克里斯托弗·伍德

克里斯托弗·伍德

Christopher Wood(1901-1930)
素人艺术(原始主义),后印象派艺术家克里斯托弗·伍德(Christopher Wood)专题网站

艺术分类

全部
首字母
艺术领域
艺术流派
艺术国籍

更多素人艺术(原始主义)艺术家

更多后印象派艺术家

更多英国艺术家

约瑟夫·马洛德·威廉·透纳
刘易斯·卡罗
詹姆斯·坎贝尔·诺布尔
查尔斯·詹姆斯
亚瑟·拉克姆
亨利·赫尔伯特·拉坦格
华特·席格
乔治·亨利
菲利普·威尔逊·施特尔

克里斯托弗·伍德(Christopher Wood)高清作品:Building the Boat, Tr&ampéboul

油画 25571

克里斯托弗·伍德(Christopher Wood)高清作品《Building the Boat, Tr&éboul》克里斯托弗·伍德(Christopher Wood)高清作品《Building the Boat, Tr&éboul》

作品名:Building the Boat, Tr&éboul

艺术家:克里斯托弗·伍德

年代:1930

风格:后印象派

类型:风俗画

克里斯托夫·伍德的风格和方法是他一生中最后几个月的特色。受文森特的启发,他探索乡村和自然主题,寻求摆脱困境。涂装表面是厚厚的工作使用积极应用的底漆,其笔画是可见的,并不相关的最终图像。

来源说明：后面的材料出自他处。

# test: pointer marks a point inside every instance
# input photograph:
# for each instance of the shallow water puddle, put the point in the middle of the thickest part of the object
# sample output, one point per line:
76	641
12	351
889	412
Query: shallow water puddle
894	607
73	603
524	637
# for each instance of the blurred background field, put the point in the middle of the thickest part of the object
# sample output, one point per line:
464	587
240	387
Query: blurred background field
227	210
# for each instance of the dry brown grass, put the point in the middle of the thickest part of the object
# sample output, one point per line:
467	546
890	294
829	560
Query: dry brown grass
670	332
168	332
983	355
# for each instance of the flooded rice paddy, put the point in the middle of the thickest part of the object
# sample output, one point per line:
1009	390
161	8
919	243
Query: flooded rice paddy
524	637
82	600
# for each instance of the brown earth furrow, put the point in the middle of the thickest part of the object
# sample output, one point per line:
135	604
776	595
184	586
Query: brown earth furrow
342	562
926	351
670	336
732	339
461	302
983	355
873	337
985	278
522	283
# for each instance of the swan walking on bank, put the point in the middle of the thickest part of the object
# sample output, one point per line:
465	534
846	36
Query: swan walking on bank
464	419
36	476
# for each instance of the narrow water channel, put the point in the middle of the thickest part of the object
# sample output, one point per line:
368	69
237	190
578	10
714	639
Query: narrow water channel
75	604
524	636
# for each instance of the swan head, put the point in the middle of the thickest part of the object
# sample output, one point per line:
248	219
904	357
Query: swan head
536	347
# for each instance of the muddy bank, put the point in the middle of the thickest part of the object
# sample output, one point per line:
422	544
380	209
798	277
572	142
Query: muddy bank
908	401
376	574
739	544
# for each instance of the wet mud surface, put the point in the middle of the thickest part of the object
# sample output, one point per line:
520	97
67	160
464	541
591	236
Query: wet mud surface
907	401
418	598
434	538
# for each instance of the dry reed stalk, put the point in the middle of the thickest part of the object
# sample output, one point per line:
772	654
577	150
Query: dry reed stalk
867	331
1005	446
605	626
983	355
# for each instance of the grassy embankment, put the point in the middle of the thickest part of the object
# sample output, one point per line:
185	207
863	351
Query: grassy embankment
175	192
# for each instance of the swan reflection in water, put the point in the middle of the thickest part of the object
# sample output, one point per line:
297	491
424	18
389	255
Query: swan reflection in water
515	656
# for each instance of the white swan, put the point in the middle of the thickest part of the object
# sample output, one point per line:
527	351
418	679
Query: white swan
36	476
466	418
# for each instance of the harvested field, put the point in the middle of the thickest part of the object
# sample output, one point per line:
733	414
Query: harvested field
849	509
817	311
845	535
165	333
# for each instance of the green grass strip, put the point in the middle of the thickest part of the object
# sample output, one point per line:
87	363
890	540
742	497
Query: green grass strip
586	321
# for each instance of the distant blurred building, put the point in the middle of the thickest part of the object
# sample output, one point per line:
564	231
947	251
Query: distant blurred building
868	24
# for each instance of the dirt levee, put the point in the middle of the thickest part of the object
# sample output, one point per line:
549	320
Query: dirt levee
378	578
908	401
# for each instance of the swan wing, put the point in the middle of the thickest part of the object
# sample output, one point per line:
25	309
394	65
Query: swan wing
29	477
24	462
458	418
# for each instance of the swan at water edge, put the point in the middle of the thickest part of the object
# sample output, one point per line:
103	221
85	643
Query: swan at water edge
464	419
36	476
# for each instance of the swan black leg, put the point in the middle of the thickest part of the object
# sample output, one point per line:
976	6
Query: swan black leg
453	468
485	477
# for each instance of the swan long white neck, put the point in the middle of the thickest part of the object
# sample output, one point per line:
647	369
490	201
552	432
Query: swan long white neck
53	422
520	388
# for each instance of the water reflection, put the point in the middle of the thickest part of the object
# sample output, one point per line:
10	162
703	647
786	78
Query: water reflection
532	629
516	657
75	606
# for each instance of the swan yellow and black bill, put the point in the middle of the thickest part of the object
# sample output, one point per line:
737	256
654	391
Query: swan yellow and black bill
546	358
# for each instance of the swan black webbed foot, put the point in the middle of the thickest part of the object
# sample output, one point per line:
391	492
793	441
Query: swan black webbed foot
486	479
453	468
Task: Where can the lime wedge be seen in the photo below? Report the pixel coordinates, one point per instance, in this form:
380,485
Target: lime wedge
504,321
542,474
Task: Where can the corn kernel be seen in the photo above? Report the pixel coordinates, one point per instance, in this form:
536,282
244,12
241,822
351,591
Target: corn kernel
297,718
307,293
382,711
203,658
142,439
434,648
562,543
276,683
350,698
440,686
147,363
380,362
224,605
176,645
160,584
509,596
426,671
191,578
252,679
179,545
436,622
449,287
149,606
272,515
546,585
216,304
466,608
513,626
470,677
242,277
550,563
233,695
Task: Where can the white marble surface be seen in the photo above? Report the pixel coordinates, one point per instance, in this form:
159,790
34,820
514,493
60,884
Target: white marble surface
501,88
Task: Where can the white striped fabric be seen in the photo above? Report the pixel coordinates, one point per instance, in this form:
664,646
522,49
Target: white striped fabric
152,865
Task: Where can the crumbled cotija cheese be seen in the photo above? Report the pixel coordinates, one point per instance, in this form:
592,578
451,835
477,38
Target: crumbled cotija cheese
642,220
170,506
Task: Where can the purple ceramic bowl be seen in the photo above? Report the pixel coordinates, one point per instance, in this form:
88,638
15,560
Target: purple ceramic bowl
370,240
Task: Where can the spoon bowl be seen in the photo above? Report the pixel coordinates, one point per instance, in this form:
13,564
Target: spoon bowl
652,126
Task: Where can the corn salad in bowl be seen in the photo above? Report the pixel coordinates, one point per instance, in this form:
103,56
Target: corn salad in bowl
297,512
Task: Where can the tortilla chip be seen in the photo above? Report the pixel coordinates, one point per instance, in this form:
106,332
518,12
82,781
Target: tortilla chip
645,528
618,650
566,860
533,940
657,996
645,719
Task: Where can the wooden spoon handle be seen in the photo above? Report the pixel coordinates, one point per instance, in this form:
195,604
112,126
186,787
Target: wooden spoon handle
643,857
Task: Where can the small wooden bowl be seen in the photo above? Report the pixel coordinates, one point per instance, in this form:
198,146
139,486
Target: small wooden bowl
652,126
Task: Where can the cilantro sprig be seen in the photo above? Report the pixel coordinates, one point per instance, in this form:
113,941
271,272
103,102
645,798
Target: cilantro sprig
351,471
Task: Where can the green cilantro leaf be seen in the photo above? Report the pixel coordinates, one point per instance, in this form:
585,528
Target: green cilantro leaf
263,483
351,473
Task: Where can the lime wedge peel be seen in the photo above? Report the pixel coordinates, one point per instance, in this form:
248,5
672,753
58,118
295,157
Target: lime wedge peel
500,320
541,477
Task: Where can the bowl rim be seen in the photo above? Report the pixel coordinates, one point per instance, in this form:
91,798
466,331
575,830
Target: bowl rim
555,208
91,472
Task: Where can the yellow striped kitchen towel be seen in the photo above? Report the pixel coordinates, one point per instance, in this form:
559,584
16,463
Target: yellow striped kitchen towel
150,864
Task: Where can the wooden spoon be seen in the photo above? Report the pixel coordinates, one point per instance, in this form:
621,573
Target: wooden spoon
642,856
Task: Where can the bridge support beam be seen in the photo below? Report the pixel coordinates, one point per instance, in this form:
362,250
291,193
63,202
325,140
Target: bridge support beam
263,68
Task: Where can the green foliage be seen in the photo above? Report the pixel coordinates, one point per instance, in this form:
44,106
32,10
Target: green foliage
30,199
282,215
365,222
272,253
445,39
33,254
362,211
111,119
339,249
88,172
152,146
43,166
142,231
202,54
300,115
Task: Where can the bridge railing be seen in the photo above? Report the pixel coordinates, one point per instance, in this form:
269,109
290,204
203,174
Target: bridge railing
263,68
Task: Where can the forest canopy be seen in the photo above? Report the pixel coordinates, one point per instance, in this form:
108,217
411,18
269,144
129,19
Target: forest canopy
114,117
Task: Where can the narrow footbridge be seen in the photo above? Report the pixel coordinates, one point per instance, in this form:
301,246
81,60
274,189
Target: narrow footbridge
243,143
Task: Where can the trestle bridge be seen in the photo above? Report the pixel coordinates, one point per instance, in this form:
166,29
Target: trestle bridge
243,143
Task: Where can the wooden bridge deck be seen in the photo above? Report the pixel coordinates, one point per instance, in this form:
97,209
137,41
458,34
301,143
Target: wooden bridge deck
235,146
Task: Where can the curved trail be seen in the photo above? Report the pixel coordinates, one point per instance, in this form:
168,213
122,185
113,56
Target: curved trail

像他的实践一样,主要形象是先建立的,背景是围绕它画的。这意味着在绿海的左边和山上的房子里,引爆仍然可见。最后也是最厚的是蛋壳蓝的天空。这个构图是经过仔细构思的,并且是从港口附近建造的船的实际存在中得出的,由紧密相关的画布“新船,Tréboul”证实,画布显示船处于相同的建造状态。出乎意料的是,一个老妇人拿着一块木板。这种非常规用法似乎表明画家在手势中发现了一些特殊的意义。他给那个穿黑衣服的女人穿上了衣服,使她成为前景的焦点,也成为她同伴背后的流言蜚语。哀悼的印象是强烈的,她拥抱木头的方式暗示着慰藉。与死亡有关的问题不仅与主题有关,而且与画布上绘画的时期也相符。除了伍德那年夏天在布列塔尼的几个同伴外,最先见到他作品的人之一是商人露西·韦特海姆。她正准备展示他的作品,打开她的伦敦画廊,前往巴黎,特别是去看他的最新作品。她回忆说:“我第一次感觉到KIT在我面前的画架上放了一个大的新画布,这是一个令人沮丧的现象。我已经习惯了我现在拥有的绘画的深沉和色彩……他绘画的这种新心情让我感到有些震惊。"与她拥有的那些更迷幻的作品形成鲜明对比的是,吉姆·伊德不像她,他更喜欢伍德作品中清新而天真的一面,尽管他当然知道他们的黑暗。ER侧。在《生活方式》一书中,他写到《建造船只》,特雷布尔:&引述了正在建造中的船只的骨架,这些骨架预示着渔民的骨架,渔民会把船带到海上而不会返回。妻子和母亲,他们的丈夫和儿子,帮助年轻一代建立新的死亡船。自从他在信中写到这一点,我就从他的思想中看出了这一点。他是多么形象地描绘了这幅画,没有一点伤感的色彩。&埃德在1932年拥有这幅画,大概是在1930年末在艺术家的遗产分割中获得的。他曾试图使泰特信托公司对伍德的作品感兴趣,但指出这位画家被认为是“有意识的天真,而不是不可避免的”。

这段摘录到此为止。